Amineptine inhibits the reuptake of dopamine and, to a much lesser extent, of norepinephrine. [36] [35] [41] In addition, it has been found to induce the release of dopamine. [36] [35] [41] However, amineptine is much less efficacious as a dopamine releasing agent relative to D-amphetamine, and the drug appears to act predominantly as a dopamine reuptake inhibitor. [36] [35] [41] In contrast to the case for dopamine, amineptine does not induce the release of norepinephrine, and hence acts purely as a norepinephrine reuptake inhibitor. [36] [35] [41] Unlike other TCAs, amineptine interacts very weakly or not at all with the serotonin, adrenergic, dopamine, histamine, and muscarinic acetylcholine receptors. [39] [40] [41] The major metabolites of amineptine have similar activity to that of the parent compound, albeit with lower potency. [41]

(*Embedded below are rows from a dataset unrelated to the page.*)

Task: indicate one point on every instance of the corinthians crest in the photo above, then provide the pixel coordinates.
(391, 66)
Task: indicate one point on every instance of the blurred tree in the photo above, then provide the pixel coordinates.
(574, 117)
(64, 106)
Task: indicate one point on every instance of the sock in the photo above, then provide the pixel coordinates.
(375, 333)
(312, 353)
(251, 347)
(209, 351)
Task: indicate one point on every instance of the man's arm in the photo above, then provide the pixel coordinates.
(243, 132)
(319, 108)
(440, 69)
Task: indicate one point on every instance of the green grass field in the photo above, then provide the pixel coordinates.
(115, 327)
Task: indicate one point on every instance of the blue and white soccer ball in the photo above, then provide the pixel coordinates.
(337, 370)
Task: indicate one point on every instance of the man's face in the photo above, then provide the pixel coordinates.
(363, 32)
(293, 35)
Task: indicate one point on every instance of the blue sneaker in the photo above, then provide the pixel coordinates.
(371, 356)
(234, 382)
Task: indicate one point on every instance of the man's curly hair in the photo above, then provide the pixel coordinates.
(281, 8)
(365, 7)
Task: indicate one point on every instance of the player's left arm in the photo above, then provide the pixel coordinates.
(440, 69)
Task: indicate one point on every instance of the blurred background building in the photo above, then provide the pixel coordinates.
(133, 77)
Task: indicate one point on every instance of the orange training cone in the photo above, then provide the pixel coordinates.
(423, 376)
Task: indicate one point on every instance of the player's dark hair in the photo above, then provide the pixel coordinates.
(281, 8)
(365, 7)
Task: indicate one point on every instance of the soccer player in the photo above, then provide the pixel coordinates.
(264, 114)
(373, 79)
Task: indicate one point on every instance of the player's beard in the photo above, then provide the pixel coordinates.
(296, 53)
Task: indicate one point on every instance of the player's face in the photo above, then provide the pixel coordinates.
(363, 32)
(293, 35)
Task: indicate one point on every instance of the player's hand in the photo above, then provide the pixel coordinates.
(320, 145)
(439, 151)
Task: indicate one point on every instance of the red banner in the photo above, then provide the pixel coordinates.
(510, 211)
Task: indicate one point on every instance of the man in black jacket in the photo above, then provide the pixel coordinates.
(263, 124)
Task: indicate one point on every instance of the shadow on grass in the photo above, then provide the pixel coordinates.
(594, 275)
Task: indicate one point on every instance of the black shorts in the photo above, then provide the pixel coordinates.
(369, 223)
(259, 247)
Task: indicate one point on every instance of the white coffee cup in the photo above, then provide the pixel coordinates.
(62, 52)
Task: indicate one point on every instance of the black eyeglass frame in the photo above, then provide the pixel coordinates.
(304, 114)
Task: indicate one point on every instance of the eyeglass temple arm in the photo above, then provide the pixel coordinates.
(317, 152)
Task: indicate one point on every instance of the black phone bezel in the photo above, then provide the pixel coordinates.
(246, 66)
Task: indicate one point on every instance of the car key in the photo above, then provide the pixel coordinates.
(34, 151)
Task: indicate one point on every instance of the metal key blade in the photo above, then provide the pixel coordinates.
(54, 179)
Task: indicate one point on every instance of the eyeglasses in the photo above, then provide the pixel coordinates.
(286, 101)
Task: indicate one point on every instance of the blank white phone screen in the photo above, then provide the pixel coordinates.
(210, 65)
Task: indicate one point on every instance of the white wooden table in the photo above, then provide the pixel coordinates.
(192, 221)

No human data appear to be available for binding or inhibition of the monoamine transporters by amineptine. [42]

Pharmacokinetics

Peak plasma levels of amineptine following a single 100 mg oral dose have been found to range between 277 and 2,215 ng/mL (818–6,544 nM), with a mean of 772 ng/mL (2,281 nM), whereas maximal plasma concentrations of its major metabolite ranged between 144 and 1,068 ng/mL (465–3,452 nM), with a mean of 471 ng/mL (1,522 nM). [2] After a single 200 mg oral dose of amineptine, mean peak plasma levels of amineptine were around 750 to 940 ng/mL (2,216–2,777 nM), while those of its major metabolite were about 750 to 970 ng/mL (2,216–3,135 nM). [3] The time to peak concentrations is about 1 hour for amineptine and 1.5 hours for its major metabolite. [2] [3] The elimination half-life of amineptine is about 0.80 to 1.0 hours and that of its major metabolite is about 1.5 to 2.5 hours. [2] [3] Due to their very short elimination half-lives, amineptine and its major metabolite do not accumulate significantly with repeated administration. [2]

Society and culture

Brand names

Amineptine has been sold under a variety of brand names including Survector, Maneon, Directim, Neolior, Provector, and Viaspera.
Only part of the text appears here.